只是比起赵铭为先锋时,麾下士卒伤亡难免增添许多。
一将功成,万骨成枯。
杨端和不在意,王翦亦不在意——沙场征伐,何能不死人?
待杨端和部杀入城中——
“进军!”
赵铭随即传令,率部紧随其后,涌入城内。
厮杀持续整日。
秦军如潮水卷过代城街巷,直逼宫城。
“大赵的将士们……”
“寡人无能,不能与诸君共守疆土,此乃寡人之罪。”
“今日,寡人当与你们——同赴死国。”
“杀——!”
宫墙之内,赵佾握剑而立,声音穿透烽烟。
秦军的铁甲洪流碾过宫阶,赵佾喉间迸出一声野兽般的嘶吼,剑锋在暮色里划出一道决绝的弧光。

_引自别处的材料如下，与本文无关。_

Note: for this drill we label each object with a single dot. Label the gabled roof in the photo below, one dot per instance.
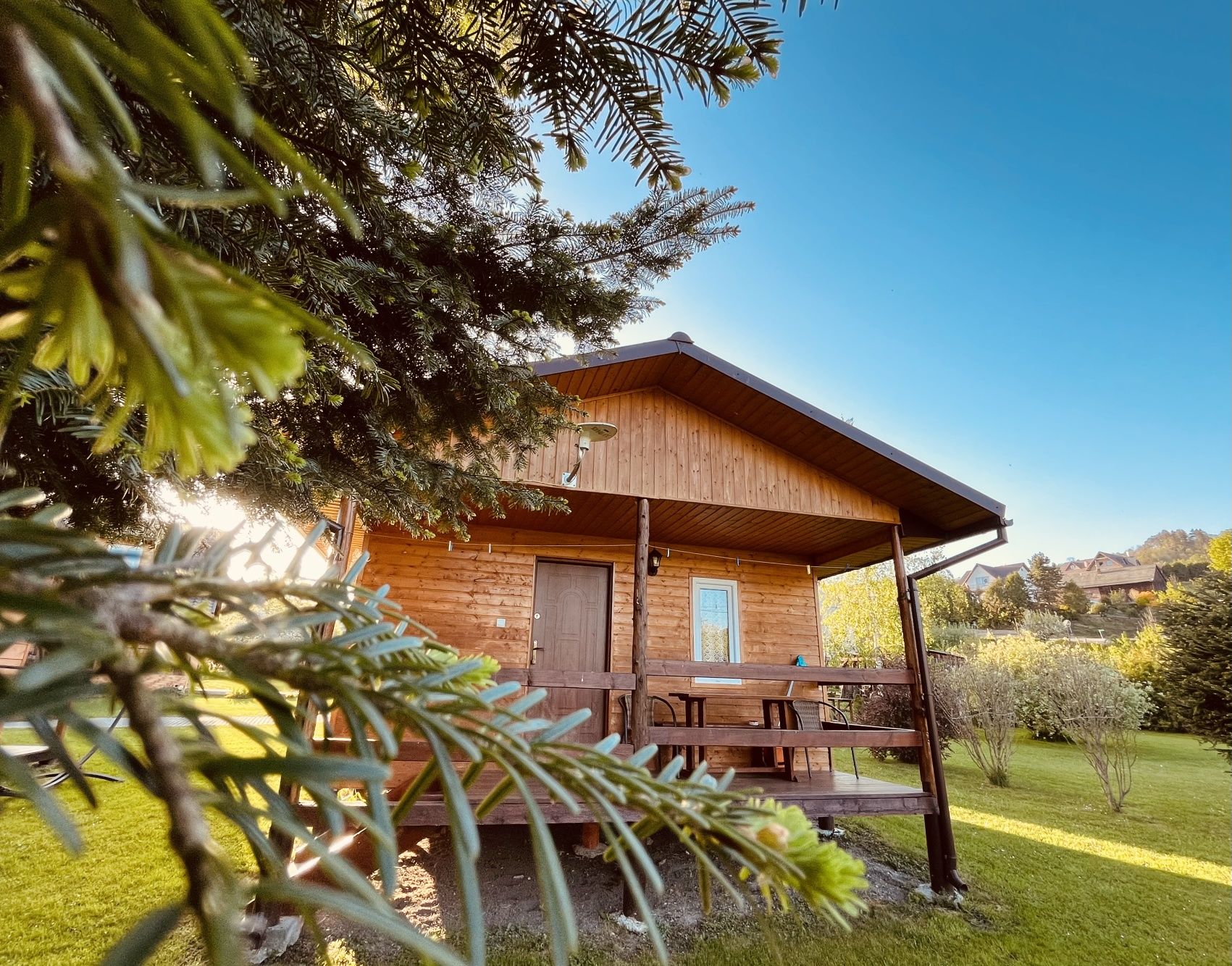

他身后,残存的数千赵卒如同被点燃的枯草,发出破碎而炽烈的呐喊:“护卫大赵——”
“大赵……不灭!”
声浪撞在宫墙上,溅起悲怆的回响。
宫阙深处。
赵铭勒马立于阵前,玄甲染血。
他比主帅杨端和的部众更早撕开防线,率先踏入了这片象征王权的最后禁地。
当那一袭仓促绣就的王袍闯入视线时,他眼底掠过一丝极淡的兴味——那是一种猎手看见珍贵猎物时才有的光亮。
“传令。”
他的声音不高,却压过了四周的兵戈交击,“不降者,皆斩。”
话音未落,人已如离弦之箭,直指那王袍所在。
赵佾的目光与赵铭相接的刹那,瞳孔骤然收缩。